Paris, 16 de julho de 1942

 

Jacob ajudou o irmão a arranjar-se, fazia-o há tanto tempo que os seus movimentos eram automáticos. Mal falavam enquanto lhe tirava o pijama, lhe vestia as calças e a camisa e lhe calçava os sapatos. Moisés permanecia quieto, com o olhar perdido e uma expressão de indiferença que às vezes provocava no irmão uma certa angústia. Sabia que já tinha idade para se vestir por si próprio, mas de alguma forma Jacob queria demonstrar-lhe que não estava sozinho, que permaneceriam juntos até ao fim e que iriam ter com os pais à primeira oportunidade.

A primavera tinha passado rapidamente, mas o verão, caloroso e sem aulas, parecia interminável. A tia Judith saía muito cedo para o trabalho, mas eles tinham de preparar o pequeno-almoço, arrumar e limpar o apartamento, comprar alguma comida no mercado e ir à sinagoga para receberem a preparação para o bar mitzvá. A tia Judith tinha insistido muito nisso, Jacob já tinha quase a idade para se converter num bom judeu. Ele achava que aquilo tudo era uma estupidez. Os seus pais nunca os tinham levado à sinagoga, nem sequer eles sabiam praticamente nada sobre o judaísmo até chegarem a Paris. A tia era muito devota, sobretudo após a morte do marido na Primeira Guerra Mundial.

Jacob acabou de se vestir e ajudou o irmão a lavar a cara; depois dirigiram-se os dois à pequena cozinha de azulejos brancos, que tinham perdido o brilho de tanto esfregá-los. A mesa descascada, pintada de uma cor azul-celeste, já tinha numa cesta umas fatias de pão escuro e um pouco de queijo. Jacob pegou num bocadinho de leite, ferveu-o no humilde bico de gás e serviu-o fumegante em duas tigelas brancas.

Moisés comeu com avidez, como se alguém lhe fosse roubar o pedaço de pão. Aos seus oito anos, não passava nem um segundo no qual não sentisse uma fome devoradora. O irmão também era capaz de comer tudo o que estivesse ao seu alcance, por isso a tia guardava as provisões à chave numa pequena despensa que dava para a cozinha. Todos os dias lhes dava uma pequena dose para o pequeno-almoço e o almoço; à noite preparava-lhes um jantar frugal que costumava consistir numa sopa com pouquíssima aletria ou num creme de legumes. Aquela era pouca comida para dois jovenzinhos em pleno crescimento, mas a ocupação alemã, cada vez mais opressiva, estava a esgotar as reservas do país.

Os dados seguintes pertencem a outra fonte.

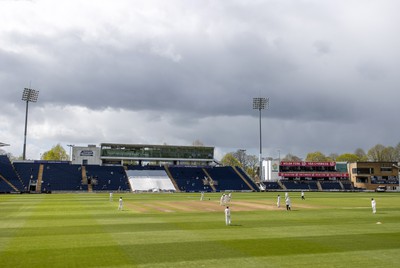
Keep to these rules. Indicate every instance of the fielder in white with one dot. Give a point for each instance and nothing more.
(120, 203)
(373, 205)
(227, 216)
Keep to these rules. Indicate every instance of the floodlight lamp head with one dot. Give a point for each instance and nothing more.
(30, 95)
(260, 103)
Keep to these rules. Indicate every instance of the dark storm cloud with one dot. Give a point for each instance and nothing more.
(187, 70)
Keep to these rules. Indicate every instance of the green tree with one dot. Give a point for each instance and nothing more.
(56, 153)
(376, 153)
(347, 157)
(316, 157)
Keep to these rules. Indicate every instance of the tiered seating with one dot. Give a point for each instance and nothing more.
(189, 179)
(8, 172)
(331, 185)
(296, 185)
(248, 179)
(62, 177)
(312, 185)
(227, 179)
(107, 178)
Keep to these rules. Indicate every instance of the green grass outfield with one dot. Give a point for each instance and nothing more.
(179, 230)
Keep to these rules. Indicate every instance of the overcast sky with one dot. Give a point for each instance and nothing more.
(176, 71)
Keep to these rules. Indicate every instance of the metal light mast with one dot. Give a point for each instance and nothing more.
(260, 104)
(29, 95)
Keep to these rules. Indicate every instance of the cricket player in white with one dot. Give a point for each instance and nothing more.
(120, 204)
(222, 200)
(227, 216)
(288, 203)
(373, 205)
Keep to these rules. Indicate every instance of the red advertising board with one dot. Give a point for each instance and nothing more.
(308, 164)
(314, 174)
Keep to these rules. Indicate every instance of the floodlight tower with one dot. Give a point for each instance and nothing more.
(260, 104)
(29, 95)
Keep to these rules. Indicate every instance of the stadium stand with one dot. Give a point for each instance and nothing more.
(190, 179)
(228, 179)
(27, 171)
(62, 177)
(331, 185)
(295, 185)
(149, 180)
(9, 179)
(107, 178)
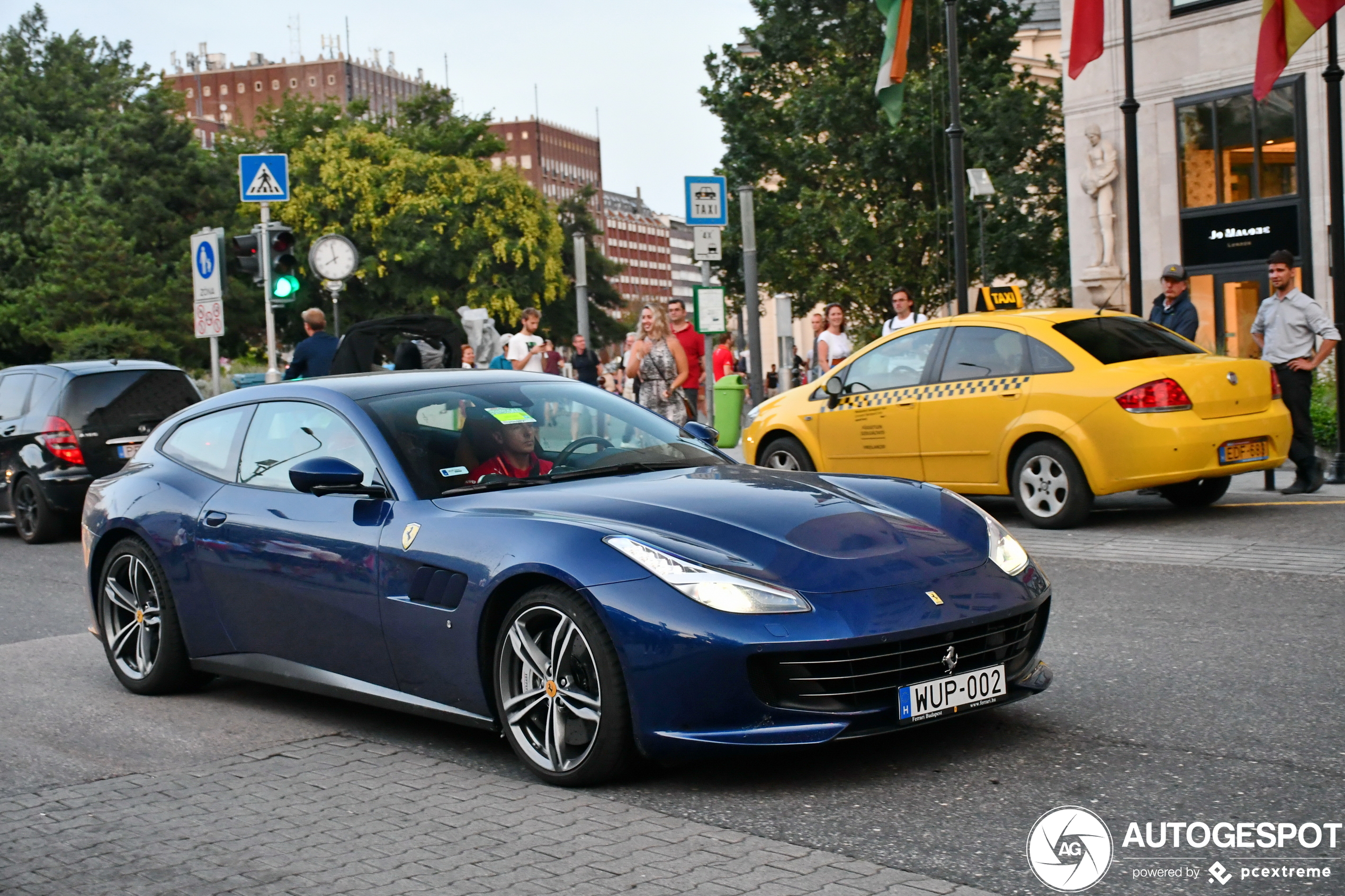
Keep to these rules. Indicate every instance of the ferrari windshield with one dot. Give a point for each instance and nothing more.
(486, 436)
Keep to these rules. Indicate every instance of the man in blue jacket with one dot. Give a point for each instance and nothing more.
(314, 355)
(1173, 310)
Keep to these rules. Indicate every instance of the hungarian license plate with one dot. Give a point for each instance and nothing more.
(940, 696)
(1244, 450)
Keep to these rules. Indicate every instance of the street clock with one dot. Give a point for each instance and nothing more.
(333, 257)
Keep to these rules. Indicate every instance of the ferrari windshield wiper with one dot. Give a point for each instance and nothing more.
(497, 485)
(631, 467)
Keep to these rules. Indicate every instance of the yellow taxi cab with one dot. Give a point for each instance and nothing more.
(1051, 406)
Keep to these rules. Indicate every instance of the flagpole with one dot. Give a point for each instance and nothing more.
(1130, 108)
(960, 168)
(1336, 167)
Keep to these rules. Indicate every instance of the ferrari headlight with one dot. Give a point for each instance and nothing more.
(1005, 550)
(712, 587)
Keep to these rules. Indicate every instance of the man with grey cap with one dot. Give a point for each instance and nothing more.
(1173, 310)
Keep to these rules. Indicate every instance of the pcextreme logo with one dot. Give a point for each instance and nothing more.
(1070, 849)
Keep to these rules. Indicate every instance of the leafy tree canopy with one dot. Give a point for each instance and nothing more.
(848, 205)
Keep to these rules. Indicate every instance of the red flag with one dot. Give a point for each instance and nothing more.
(1086, 35)
(1286, 26)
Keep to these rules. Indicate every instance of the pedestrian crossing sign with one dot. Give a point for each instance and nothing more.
(264, 178)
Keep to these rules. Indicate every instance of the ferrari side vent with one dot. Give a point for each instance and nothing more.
(860, 679)
(440, 587)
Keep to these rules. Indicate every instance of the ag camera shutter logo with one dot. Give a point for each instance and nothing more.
(1070, 849)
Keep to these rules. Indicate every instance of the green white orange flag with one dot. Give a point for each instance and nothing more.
(892, 71)
(1286, 26)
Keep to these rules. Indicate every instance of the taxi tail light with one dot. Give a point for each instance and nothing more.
(1156, 398)
(58, 438)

Os franceses, sobretudo os parisienses, tinham fugido em massa no verão de 1940 para o Sul do país, mas uns meses mais tarde tinham regressado aos seus lares, ao verem que a barbárie alemã não era assim tão terrível como tinham imaginado. A família de Jacob não tinha saído da cidade naquele momento, apesar de serem exilados alemães, mas o pai tinha tomado a precaução de se refugiar na casa da irmã, com a esperança de que os nazis não os encontrassem facilmente.

Jacob sabia que para os seguidores de Hitler a sua família era duplamente maldita: o pai tinha sido militante no partido socialista, durante anos tinha escrito várias obras satíricas contra os nazis, já para não falar de que tanto a sua mulher como ele eram judeus, uma raça maldita para os nacional-socialistas.

Paris encontrava-se sob o domínio direto dos alemães, representados pelo marechal Wilhelm Keitel. Os nazis deixavam o povo arruinado. Naquela primavera de 1942 era quase impossível encontrar café, açúcar, sabão, pão, azeite ou manteiga. Felizmente, a tia Judith trabalhava para uma família aristocrática que, graças ao mercado negro, estava sempre bem abastecida e lhe dava alguns alimentos básicos que teriam sido impossíveis de conseguir com os cartões de racionamento.

Após o frugal pequeno-almoço, os dois irmãos saíram à rua. A noite tinha estado muito abafada e a manhã pressagiava um calor infernal. Os dois meninos correram escadas abaixo. Nas suas camisas gastas e cerzidas pela tia destacavam-se as estrelas de David reluzentes com a sua intensa cor amarela.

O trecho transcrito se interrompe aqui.